Bさんは寄与分等を主張できないことはないですが、それを認めてもらうために家裁に遺産分割調停に持ち込むと証拠による立証や弁護士費用等もかかり、長期化は否めないです。他の相続人が法定相続分を確保されないと他の相続人からも遺産分割調停に持ち込まれるリスクもあります。
そこで、私からは、Bさんから他の相続人に財産目録を送付する際に、以下の内容の手紙を送ることを提案しました。

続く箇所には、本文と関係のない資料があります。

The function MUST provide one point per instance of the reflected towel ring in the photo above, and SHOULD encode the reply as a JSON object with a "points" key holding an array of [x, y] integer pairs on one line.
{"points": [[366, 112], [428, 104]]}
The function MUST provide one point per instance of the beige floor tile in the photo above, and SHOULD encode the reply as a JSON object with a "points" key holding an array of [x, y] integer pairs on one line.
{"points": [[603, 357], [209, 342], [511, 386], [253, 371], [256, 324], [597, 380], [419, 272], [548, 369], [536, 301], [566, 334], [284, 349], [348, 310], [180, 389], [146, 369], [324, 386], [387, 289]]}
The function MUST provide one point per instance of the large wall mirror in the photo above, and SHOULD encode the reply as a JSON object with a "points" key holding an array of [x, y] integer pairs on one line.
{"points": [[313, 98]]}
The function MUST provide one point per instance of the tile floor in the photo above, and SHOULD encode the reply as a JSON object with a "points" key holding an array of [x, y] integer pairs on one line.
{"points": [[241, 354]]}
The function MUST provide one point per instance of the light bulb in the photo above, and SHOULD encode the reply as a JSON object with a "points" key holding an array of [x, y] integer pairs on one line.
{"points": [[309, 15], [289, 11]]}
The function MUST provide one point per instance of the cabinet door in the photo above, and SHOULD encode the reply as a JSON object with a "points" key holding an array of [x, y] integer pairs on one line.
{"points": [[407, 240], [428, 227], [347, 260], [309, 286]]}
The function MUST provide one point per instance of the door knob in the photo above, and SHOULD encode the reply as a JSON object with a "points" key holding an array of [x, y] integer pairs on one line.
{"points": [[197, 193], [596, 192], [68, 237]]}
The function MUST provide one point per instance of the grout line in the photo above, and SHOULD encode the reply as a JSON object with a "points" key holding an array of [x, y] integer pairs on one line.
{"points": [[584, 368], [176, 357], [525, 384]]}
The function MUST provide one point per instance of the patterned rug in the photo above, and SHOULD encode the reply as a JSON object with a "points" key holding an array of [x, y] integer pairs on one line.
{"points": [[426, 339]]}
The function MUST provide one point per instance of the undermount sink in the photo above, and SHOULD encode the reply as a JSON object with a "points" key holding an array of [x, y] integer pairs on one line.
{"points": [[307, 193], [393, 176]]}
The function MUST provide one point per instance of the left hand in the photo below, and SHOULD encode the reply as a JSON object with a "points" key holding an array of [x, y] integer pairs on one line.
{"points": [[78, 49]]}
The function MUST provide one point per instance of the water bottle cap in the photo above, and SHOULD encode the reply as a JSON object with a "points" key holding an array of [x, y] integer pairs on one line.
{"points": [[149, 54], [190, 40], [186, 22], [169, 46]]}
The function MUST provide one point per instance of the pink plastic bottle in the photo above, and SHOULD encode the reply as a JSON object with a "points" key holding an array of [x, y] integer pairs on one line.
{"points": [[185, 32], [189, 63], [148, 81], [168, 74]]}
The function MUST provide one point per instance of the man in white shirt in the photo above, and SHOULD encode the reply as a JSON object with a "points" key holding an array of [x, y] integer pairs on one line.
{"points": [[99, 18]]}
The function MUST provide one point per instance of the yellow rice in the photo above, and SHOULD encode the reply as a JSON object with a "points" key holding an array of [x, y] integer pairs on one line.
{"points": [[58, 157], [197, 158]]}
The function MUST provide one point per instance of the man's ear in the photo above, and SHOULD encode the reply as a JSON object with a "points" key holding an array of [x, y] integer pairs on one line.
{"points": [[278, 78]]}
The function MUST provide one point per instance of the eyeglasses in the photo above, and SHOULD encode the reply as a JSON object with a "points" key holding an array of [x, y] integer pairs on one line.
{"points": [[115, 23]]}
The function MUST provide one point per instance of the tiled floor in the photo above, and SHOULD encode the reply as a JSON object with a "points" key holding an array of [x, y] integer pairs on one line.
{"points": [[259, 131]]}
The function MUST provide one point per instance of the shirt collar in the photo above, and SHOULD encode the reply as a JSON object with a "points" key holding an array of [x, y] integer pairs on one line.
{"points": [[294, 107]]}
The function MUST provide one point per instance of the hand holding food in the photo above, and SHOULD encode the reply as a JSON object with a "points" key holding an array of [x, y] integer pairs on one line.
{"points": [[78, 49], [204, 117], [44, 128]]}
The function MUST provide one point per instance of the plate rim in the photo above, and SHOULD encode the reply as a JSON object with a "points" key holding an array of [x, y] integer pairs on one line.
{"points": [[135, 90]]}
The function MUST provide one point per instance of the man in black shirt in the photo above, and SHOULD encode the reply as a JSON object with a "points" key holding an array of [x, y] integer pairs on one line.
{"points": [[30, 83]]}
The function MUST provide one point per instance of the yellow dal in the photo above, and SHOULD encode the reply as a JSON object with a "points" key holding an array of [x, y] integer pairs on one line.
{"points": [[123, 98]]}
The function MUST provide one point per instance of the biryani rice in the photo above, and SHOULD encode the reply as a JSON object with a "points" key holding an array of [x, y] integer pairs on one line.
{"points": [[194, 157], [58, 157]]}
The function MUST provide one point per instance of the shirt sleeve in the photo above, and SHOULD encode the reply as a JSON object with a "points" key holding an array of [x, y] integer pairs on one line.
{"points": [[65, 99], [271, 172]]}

Aさんの相続は法定相続で相続手続きを進めるが、今までのBさんがAさんの面倒をみてきたことを訴え、今後のAさんのお墓の維持管理費用を通常よりも多めに要求し、もし一人でも相続分の譲渡をしてくれる人がいれば、その相続分の一部でもよいのでBに申し出て欲しいという温情に訴えるお手紙をダメ元で出すことを指南しました。
これだと相続人全員の法定相続分は確保され、財産が要らない相続人だけが申し出をすれば済みます。
無事にその手紙は全員に届き、全員と連絡が取れました。
そして、なんと4人から相続分譲渡の申し出があったのです。その総額は6分の1となり、Bさんは合計で6分の2の相続財産を受領することとなり倍額となりました。
結果的にはBさんを含め11名の相続人で遺産分割協議を行い、Bさんを除く法定相続人は法定相続分が確保され、無事に協議が成立しました。
これで、長期化や余計な費用がかからず、円満に遺産分割協議がなされ、私としても縁起の良い影富士のおかげだと受け止めている次第です。